C’era una certa aspettativa circa la nuova release di Afsky, one man band danese affermatasi sulla scena estrema con il buon “Ofte Jeg Drømmer Mig Død” grazie ad un collaudato black metal intriso di deprimente melodia. Ole Pedersen Luk, mente del progetto, era quindi atteso al varco per smentire che si trattasse di un fuoco di paglia e possiamo dire che è riuscito nell’impresa. Il nostro folletto biondo non deve aver passato un’infanzia felice, ascoltando Burzum, affilando lamette, affacciato alla finestra da solo, senza mai vedere il sole e aver mai ricevuto un regalo di Natale, perché questo album è quanto di più malinconico abbia sentito da diverso tempo. Quarantacinque minuti divisi in sei lunghe e articolate tracce dove l’essenza del black metal più classico, fatta di tremolo, blast beat e urla laceranti è portata al labile confine con l’isteria e l’ossessione, tanto che perfino l’ascoltatore più ortodosso probabilmente non riuscirà ad arrivare alla fine senza qualche pausa. Il sound di Afsky è così, ti mette davanti a uno specchio e ti fa dubitare della tua sanità mentale grazie al suo piglio ipnotizzante e ai riff ripetuti all’infinito ma con una produzione di buona fattura e un’interpretazione ineccepibile.

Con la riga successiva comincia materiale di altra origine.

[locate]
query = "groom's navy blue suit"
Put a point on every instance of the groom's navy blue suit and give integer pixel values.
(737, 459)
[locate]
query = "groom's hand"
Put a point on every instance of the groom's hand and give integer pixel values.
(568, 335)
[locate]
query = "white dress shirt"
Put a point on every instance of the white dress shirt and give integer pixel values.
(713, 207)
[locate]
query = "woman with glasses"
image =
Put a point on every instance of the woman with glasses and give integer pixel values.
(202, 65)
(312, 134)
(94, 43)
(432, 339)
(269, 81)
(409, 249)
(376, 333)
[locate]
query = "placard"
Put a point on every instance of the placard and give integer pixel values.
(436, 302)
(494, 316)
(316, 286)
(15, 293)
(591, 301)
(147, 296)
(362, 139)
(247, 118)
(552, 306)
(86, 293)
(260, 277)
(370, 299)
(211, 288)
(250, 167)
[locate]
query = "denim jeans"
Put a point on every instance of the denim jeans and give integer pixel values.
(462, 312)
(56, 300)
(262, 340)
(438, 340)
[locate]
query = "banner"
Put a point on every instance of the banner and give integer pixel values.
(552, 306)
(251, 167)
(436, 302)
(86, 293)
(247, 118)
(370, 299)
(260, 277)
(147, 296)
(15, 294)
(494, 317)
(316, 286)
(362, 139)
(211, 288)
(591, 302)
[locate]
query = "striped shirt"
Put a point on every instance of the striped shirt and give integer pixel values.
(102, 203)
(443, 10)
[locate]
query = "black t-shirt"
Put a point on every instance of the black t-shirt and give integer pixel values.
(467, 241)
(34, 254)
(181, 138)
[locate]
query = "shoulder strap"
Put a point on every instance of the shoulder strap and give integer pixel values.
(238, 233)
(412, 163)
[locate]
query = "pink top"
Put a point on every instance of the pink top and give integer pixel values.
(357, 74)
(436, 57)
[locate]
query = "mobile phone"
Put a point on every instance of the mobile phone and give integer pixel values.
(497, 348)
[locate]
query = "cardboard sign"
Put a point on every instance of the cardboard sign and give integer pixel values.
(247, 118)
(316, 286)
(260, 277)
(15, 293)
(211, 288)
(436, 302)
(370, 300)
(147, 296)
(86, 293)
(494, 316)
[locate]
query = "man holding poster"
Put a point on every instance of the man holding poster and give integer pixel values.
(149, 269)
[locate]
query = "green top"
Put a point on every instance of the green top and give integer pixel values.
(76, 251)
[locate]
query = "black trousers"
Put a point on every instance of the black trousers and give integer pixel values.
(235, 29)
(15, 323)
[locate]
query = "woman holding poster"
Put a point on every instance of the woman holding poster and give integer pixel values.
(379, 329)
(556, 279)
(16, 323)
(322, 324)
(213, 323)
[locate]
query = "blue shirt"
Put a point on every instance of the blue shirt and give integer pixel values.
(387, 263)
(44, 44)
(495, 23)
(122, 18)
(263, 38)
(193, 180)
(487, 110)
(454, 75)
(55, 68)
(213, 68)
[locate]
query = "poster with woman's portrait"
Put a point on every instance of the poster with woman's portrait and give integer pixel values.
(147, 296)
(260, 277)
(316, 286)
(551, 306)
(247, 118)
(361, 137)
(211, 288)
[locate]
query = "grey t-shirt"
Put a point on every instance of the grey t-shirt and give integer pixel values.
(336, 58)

La musica del danese è dolorosamente profonda e mescola sapientemente un doom atmosferico e sofferente a sprazzi folk, in un gioco di equilibrio che è la forza trainante di un lavoro che affonda comunque le sue radici nella scuola classica, tra chitarre acute, vocals strazianti e batteria minimale. Ogni singola traccia è egregiamente orchestrata tra accelerate e break acustici, in una serie di sbalzi emozionali con la costante di dare corpo a una sensazione di pura sofferenza. Questo approccio è ben espresso nei primi tre brani, vera rassegna dell’attuale proposta musicale targata Afsky: “Stormfulde Hav” tra tremolo e blast che si alternano a cupi break e fraseggi acustici che fungono da ponte per la seguente e lacerante “Frosne Vind”, che precede “Tak For Alt”, il capitolo più deprimente del disco, caratterizzato da un’interpretazione vocale realmente da brividi.
Non posso esimermi dal citare le ultime due tracce, ovvero “Tid”, forse il pezzo più classicamente black del lotto, seppur intriso di tristezza e abbellito dagli antichi suoni del clavicembalo, e “Fred Være Med Støvet”, sorta di riassunto del disco, con parti ambient e sezioni di transizione fluide che ci conducono ad una conclusione che riprende l’inizio, con le chitarre in solitaria dannazione come in un pianto disperato. “Om Hundrede År” è il disco che tutti ci aspettavamo da Afsky, che pure questa volta non delude le attese ma rincara la dose tra depressione e voglia di farla finita. Un disco che guarda con negatività e disprezzo il trascorrere del giorno senza mai vedere la luce in fondo al tunnel, una sofferenza autoinflitta che non porta alla redenzione. Frustrato.